The University of Minnesota-Rochester is planning for a future with double the campus’s current number of students and expanded grounds.
Administrators are making a plan to accommodate an influx of Rochester students over the next two decades. And while the proposal is in its early stages, some school leaders say it could lead to heightened competition between the Rochester and Twin Cities campuses.
Rochester campus administrators submitted a master plan, which includes bringing enrollment numbers to 1,400 in the next decade, to the Board of Regents earlier this month. Regents will vote on whether to approve the plan at next month’s meeting.
The first phase of the plan includes constructing a 120,000-square-foot building with classrooms and other amenities in the next six to eight years, which would be the first building owned by the campus. Currently, much of the campus consists of classrooms on the third and fourth floor of a shopping mall.
“We are leasing space in downtown Rochester, and space is at a premium [there],” said Jay Hesley, Rochester’s assistant vice chancellor for institutional advancement. “Finding space appropriate for the educational process is very difficult.”
Rochester Student Association President Whitney Forseth said a new building for academics would improve space for students.
Rochester’s student population has grown from 57 students enrolled in fall 2009 to nearly 500 students last fall, and administrators say they’re planning for that number to steadily rise.
Rochester Chancellor Stephen Lehmkuhle said he thought the new academic building would follow the enrollment spike instead of vice versa.
“I’ve always thought we’ll build it when they come, not if they come,” he said, “so when we launch [the master plan], it will depend on our continued enrollment growth.”
To accomplish the Rochester campus’s goals, the new plan includes partnerships with the city of Rochester, Olmsted County and the Mayo School of Health Sciences. The Rochester campus currently partners with the Mayo School to offer students a bachelor’s degree in health professions.
Some University administrators think the expansion of the Rochester campus could increase competition between the Mayo School and the Twin Cities’ Medical School.
That was one of the issues regents discussed with President Eric Kaler and school administrators when they reviewed the plan, Board Vice Chair Dean Johnson said.
“We’d like to think we’re in it together and not trying to outdo one another, but it is what it is. It’s two separate entities,” he said. “We’re very cognizant of that.”

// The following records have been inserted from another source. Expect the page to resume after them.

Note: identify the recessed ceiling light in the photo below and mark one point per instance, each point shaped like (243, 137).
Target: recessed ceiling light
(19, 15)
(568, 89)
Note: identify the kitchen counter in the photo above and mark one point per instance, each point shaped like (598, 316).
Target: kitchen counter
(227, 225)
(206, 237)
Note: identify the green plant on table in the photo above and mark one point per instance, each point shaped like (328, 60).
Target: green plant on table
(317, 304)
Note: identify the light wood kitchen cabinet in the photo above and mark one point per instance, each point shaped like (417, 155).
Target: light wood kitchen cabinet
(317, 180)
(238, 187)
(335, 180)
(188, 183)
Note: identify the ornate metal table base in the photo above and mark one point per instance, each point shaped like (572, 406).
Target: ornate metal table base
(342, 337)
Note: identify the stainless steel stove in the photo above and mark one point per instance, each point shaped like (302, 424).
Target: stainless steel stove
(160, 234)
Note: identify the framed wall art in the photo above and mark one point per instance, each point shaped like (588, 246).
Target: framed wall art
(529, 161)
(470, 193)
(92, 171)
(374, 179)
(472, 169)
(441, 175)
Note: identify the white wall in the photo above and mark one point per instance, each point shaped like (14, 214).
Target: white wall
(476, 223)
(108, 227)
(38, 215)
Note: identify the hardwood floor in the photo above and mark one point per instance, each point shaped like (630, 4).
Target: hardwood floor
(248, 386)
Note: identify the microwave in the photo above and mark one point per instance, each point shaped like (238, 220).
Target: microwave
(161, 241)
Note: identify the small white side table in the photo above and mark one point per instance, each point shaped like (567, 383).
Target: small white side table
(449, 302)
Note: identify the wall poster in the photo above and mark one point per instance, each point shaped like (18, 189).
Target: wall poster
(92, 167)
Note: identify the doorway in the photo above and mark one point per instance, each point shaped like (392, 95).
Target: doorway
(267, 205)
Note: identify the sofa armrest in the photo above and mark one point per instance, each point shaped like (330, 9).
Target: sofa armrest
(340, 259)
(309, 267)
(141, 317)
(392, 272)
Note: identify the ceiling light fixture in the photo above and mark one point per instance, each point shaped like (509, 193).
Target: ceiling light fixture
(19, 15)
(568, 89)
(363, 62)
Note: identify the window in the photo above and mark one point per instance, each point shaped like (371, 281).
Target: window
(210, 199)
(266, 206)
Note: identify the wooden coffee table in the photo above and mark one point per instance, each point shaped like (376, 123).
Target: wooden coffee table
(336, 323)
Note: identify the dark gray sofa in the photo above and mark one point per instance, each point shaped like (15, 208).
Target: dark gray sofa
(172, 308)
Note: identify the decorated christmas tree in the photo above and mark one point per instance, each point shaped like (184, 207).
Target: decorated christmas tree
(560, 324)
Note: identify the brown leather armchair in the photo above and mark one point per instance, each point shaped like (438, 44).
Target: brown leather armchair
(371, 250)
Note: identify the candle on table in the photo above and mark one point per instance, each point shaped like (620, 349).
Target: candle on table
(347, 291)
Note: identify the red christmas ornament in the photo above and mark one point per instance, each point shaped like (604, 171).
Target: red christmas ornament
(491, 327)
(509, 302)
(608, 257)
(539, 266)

The Mayo School does have some partner relationships with the Medical School, but its closest relationship is with the Rochester campus, Mayo School Dean Michael Silber said.
“We’re very supportive of [the Rochester campus],” he said. “We support the expansion and [its] growth.”
Rochester administrators hope they can prepare students for Twin Cities graduate programs in the health sciences, Hesley said, adding that many of the University’s initiatives revolve around filling the health care pipeline.
For example, in Kaler’s biennial budget request for the next two academic years, the University’s president proposed appropriating nearly $10 million toward the health sciences.
“We feel we are in the best position to help fill that pipeline,” Hesley said.
The master plan purposefully spans decades, Lehmkuhle said, so campus leaders can make adjustments as time progresses.
“This is a long, 20-year plan. A lot of things can happen between then and now,” he said. “It may play out a little differently.”
Lehmkuhle said he thought the plan was well-received at the regents’ meeting earlier this month, and he’s optimistic the plan will be approved.
“It’s well on its way,” Regent Johnson said. “That’s not to say there won’t be some amendments and differences of opinion and movement.”